Can Business Glorify God?
Article submitted by Mbulelo Bikwani
(Associate of Business Sculptors) to a number of
Business Magazines, 4 August 2008.
Very few people openly admit to being religious, more especially to being Christians. Most would rather claim to be spiritual. Conversations vaguely hinting toward religion are considered taboo, especially in business. And yet, despite being a secular State, 79% of South Africans are claiming to be Christian.
Mbulelo Bikwani, an associate of management consultancy Business Sculptors™, was therefore potentially treading on thin ice when he posed this question to a group of business executives and entrepreneurs recently, where he was guest speaker.
A lawyer by training with a trade union and church activist background, Bikwani is unapologetically Christian. His Christian principles guide his approach to doing business. And this is the message he was trying to convey to this group of young businessmen and women who are at the height of their careers and steadily setting themselves up to being multi-millionaires and billionaires.
“Our sophisticated and largely secular global culture encourages us to draw lines and keep our spiritual lives separate from our secular lives. God is only for Sundays? For those of us who believe in God, our spiritual lives are part and parcel of our working lives,” says Bikwani very boldly.
In attempting to encourage young black people to think differently not only about how they do business but also about where and with whom they do business, Bikwani uses an example of The Great Commission Companies (GCCs), a Christian-led ‘movement’ that converges business and missionary work by using businesses as a vehicle to help transform the lives of the people around them.

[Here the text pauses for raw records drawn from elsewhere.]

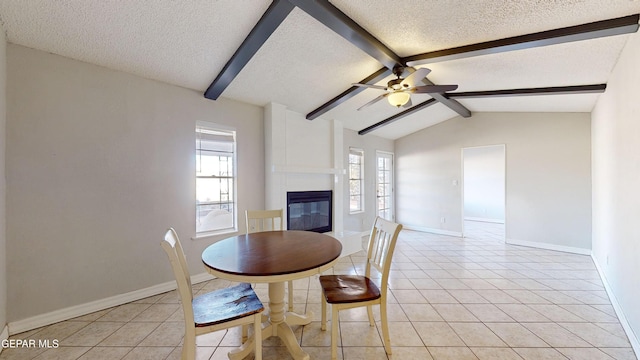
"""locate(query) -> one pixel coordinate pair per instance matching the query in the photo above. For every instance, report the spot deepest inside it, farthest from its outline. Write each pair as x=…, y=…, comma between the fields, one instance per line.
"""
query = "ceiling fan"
x=398, y=91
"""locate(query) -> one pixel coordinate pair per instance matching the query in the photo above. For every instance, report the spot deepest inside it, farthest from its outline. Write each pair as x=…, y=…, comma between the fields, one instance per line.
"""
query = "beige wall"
x=548, y=175
x=616, y=196
x=3, y=257
x=99, y=164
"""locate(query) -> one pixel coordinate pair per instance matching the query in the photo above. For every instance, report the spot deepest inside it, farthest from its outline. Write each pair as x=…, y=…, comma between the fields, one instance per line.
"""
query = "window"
x=356, y=178
x=215, y=179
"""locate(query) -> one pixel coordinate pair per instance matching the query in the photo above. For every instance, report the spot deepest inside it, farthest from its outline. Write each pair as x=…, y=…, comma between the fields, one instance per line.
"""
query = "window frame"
x=360, y=154
x=233, y=200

This ‘movement’ is perhaps an evolution of Christian missionaries and one which takes the revolutionary enterprise development and corporate social responsibility ‘movements’ a step further.
In Building a Great Commission Company, Steven Rundle and Tom Steffen write that “the holistic nature of a GCC means that it brings both material and spiritual benefits to a community. By bringing meaningful and dignified work to these communities, GCCs are engaging in important ministries”.
Bikwani is advocating for a Christian-led or Christian values-based approach to addressing poverty and other social issues. Perhaps it is relevant that the audience is young and majority black, the future leaders of our country.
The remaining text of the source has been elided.